Son évidence depuis toujours est que Dieu veut pour elle l’état de grâce et la fuite du péché. Elle vit en présence de Dieu : « Toujours a Dieu devant la face » (3).
Cette dévotion à l’état de grâce n’était pas fréquente à l’époque et la sainteté se définissait plutôt par les bonnes œuvres, les pénitences ou les prières de style monastique indulgenciées (4). On connaît, au contraire, les mots de Jeanne : « Se elle sçavait qu’elle ne fust en la grâce de Dieu qu’elle seroit la plus dolente du monde » (5).
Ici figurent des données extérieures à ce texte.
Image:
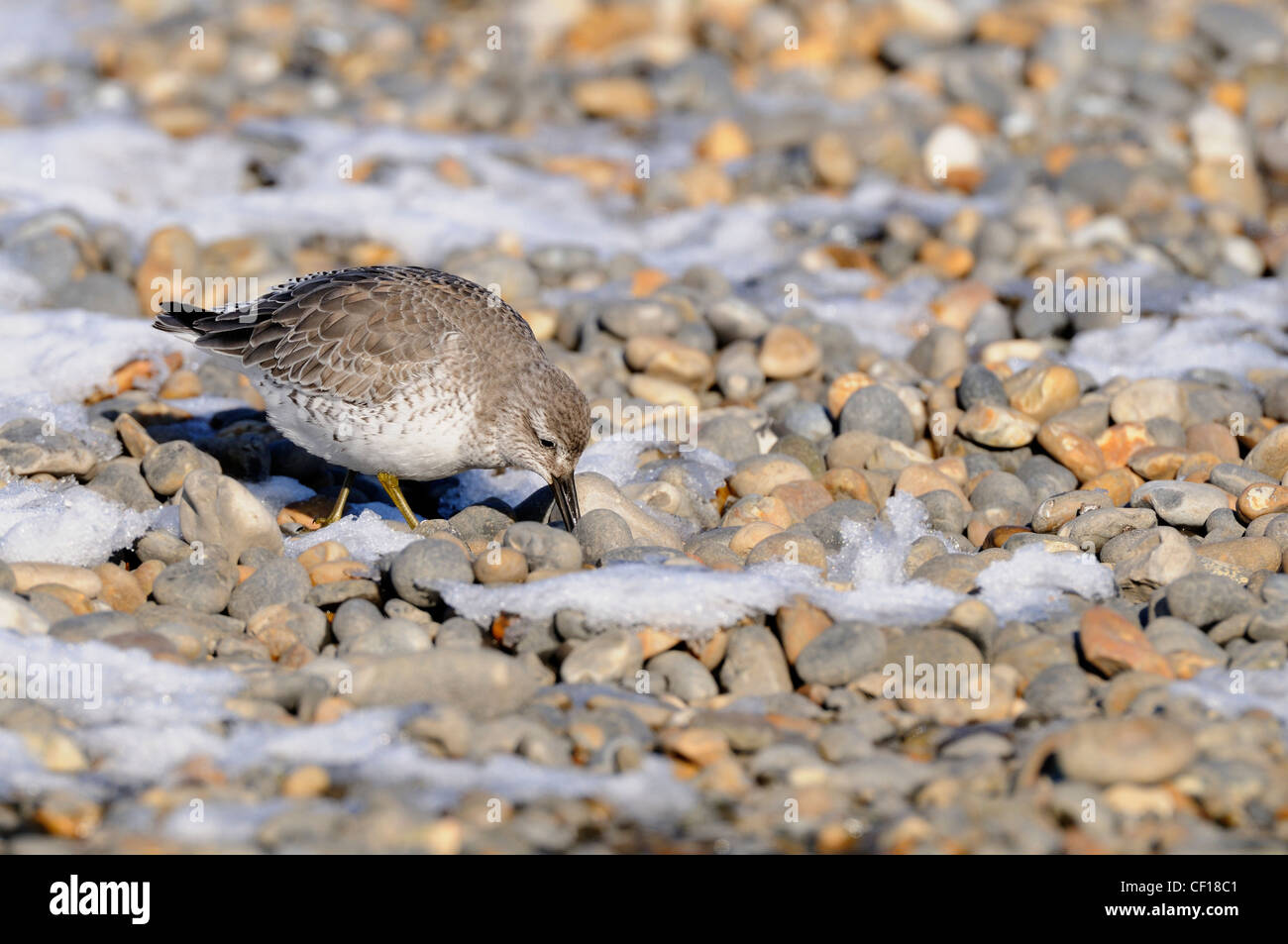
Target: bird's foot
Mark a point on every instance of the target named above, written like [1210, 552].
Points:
[390, 481]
Le péché n’est d’ailleurs pas d’abord concession à Satan : il n’y a chez elle aucune démonologie ; elle a, en ce domaine notamment, une foi beaucoup plus saine et plus théologale que ses juges. Il est privation de Dieu.
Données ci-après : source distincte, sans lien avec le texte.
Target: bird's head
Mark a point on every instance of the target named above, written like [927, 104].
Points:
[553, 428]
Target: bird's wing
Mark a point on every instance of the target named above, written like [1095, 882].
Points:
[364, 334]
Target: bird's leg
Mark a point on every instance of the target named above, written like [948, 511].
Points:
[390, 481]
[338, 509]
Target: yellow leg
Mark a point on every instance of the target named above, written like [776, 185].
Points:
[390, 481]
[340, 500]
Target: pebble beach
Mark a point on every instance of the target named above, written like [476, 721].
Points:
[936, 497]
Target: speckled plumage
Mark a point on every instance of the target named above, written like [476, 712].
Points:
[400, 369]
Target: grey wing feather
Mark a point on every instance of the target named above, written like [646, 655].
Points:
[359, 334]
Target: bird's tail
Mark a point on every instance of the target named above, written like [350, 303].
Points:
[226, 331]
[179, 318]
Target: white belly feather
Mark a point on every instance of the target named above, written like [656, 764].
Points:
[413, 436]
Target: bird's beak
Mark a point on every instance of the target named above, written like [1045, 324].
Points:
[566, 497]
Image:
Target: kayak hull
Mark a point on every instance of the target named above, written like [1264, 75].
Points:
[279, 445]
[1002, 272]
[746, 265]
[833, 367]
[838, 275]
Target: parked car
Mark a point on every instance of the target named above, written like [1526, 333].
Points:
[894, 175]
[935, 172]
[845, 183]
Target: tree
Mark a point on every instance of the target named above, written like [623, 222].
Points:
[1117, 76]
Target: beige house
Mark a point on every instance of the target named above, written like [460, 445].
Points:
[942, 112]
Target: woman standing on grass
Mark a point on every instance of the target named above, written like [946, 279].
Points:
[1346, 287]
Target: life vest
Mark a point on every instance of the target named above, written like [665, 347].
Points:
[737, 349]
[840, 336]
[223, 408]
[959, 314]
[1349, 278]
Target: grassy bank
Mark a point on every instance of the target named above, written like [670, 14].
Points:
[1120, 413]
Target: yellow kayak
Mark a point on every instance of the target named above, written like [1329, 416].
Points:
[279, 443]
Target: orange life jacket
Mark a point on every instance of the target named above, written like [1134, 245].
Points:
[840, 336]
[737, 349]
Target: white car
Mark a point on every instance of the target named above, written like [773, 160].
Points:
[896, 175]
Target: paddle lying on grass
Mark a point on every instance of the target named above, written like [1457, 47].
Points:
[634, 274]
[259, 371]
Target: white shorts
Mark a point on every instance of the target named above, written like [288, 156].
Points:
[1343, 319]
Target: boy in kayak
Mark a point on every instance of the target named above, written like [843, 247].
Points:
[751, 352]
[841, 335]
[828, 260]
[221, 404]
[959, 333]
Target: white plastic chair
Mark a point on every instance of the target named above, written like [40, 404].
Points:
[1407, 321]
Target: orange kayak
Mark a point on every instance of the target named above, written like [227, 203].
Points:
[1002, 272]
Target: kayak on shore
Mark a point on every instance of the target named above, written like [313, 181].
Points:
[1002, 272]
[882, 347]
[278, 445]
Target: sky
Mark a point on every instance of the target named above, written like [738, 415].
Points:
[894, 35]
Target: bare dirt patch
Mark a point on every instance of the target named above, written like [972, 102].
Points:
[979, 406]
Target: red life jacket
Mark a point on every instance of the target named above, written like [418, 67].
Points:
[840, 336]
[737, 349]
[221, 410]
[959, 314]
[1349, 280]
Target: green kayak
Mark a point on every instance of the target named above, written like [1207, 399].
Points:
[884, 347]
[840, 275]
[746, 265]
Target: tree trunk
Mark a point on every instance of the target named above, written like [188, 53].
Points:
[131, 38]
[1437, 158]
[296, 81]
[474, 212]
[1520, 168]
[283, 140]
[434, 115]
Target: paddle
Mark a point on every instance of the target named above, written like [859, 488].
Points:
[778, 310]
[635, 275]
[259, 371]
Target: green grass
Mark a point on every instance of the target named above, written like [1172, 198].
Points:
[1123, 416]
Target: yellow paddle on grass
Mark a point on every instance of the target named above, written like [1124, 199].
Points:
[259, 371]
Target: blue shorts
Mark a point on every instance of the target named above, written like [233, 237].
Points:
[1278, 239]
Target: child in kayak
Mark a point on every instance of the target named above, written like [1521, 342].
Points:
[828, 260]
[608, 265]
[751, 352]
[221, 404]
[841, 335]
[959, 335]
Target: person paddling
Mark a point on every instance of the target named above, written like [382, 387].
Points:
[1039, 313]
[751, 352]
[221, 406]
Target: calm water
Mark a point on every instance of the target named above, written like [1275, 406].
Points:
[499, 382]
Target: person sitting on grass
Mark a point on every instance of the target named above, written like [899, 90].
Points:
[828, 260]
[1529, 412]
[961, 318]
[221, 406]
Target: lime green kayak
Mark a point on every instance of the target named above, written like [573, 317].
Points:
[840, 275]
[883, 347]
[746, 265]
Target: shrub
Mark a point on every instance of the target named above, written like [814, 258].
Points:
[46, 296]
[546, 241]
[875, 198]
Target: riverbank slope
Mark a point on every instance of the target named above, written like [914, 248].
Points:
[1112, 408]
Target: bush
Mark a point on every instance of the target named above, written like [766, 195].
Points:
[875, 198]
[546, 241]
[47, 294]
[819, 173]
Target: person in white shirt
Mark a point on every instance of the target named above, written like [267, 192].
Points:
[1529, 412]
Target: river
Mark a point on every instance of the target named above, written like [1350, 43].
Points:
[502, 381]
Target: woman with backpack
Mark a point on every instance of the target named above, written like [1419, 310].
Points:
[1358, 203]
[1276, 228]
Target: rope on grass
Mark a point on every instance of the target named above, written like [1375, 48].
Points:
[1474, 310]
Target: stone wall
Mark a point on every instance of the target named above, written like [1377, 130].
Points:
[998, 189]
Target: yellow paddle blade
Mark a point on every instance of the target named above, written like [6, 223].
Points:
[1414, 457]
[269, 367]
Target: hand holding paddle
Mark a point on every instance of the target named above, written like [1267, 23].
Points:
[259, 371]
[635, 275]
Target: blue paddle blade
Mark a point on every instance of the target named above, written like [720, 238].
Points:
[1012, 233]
Ce sentiment de la présence de Dieu a été pour Jeanne, en un siècle d’exaspération de la sensibilité religieuse et d’aberrations de la foi chrétienne, un élément d’équilibre et d’épanouissement : la devotio moderna, en organisant les « exercices » de la piété chrétienne, suscitait chez certains scrupule – le mal du siècle – ou tension. Gerson lui-même n’en finit pas de rappeler à ses sœurs leurs divers devoirs moraux ou spirituels (6).
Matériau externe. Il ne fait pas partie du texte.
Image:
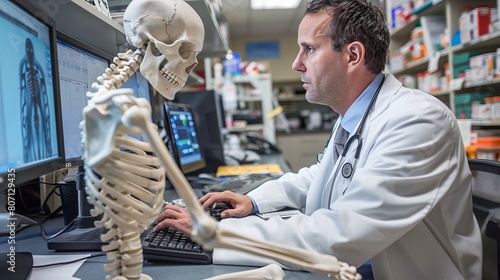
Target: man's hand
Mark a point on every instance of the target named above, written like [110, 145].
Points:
[241, 205]
[174, 216]
[178, 217]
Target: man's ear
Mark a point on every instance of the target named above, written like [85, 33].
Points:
[355, 54]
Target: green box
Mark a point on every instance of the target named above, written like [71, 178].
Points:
[463, 106]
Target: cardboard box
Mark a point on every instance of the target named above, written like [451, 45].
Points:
[463, 103]
[473, 24]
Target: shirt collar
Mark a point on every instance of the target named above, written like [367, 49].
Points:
[354, 114]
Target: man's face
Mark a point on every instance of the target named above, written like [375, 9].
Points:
[322, 69]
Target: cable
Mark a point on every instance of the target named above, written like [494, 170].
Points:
[72, 261]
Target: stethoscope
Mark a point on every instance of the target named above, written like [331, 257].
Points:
[347, 167]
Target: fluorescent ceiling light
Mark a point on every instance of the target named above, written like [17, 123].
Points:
[274, 4]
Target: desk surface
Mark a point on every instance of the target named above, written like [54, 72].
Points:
[93, 268]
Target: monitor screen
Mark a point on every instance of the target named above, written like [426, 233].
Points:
[183, 138]
[207, 107]
[30, 115]
[79, 67]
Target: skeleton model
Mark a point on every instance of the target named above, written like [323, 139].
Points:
[35, 117]
[126, 187]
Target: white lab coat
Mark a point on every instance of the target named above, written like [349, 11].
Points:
[408, 207]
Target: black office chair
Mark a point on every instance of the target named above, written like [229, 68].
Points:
[486, 202]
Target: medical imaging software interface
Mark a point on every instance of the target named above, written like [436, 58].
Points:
[78, 69]
[27, 114]
[185, 137]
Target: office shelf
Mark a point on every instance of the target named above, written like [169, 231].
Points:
[263, 102]
[451, 10]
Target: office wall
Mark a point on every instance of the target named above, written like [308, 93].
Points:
[281, 67]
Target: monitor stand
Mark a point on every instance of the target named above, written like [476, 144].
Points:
[86, 237]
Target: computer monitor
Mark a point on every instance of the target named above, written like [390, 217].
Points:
[208, 109]
[182, 137]
[31, 141]
[79, 67]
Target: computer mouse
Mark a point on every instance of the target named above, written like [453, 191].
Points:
[217, 208]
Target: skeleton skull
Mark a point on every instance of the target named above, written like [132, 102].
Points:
[171, 34]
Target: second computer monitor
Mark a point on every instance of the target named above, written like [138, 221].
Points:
[207, 107]
[182, 137]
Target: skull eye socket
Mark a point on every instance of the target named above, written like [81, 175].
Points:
[154, 50]
[186, 50]
[190, 68]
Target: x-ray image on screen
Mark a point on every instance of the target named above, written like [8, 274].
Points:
[27, 94]
[35, 112]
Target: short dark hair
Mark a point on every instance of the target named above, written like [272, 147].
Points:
[356, 20]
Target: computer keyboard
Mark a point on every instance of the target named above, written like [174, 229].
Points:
[241, 185]
[171, 245]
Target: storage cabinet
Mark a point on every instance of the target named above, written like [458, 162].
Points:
[261, 101]
[450, 11]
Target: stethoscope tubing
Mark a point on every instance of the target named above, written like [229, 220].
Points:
[347, 167]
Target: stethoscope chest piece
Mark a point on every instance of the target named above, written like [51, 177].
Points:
[347, 170]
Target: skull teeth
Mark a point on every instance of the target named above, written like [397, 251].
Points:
[172, 78]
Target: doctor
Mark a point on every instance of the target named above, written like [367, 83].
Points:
[399, 194]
Elle se maintient donc dans un état de parfaite disponibilité : « prendre tout en gré ». Tandis que bientôt l’Imitation, dans son livre I, révélera l’inquiétude de l’âme tourmentée entre Dieu et le monde, Jeanne ressemble déjà au « bon homme paisible », que définira par la suite l’Internelle Consolation, traduction de l’Imitation sans doute, mais à laquelle une nouvelle distribution des livres donne aussi un ton nouveau, celui d’une confiance tranquille (7). Pour cette fille de la campagne, ignorante des effusions mystiques et des ravissements de moniales nourries du Cantique ou de tertiaires familières avec les maîtres de l’oraison, il ne s’agit pas de s’attarder en une contemplation consolée, mais d’« aimer de tout son coeur » (7 bis) le Sire qui lui fait connaître sa volonté. »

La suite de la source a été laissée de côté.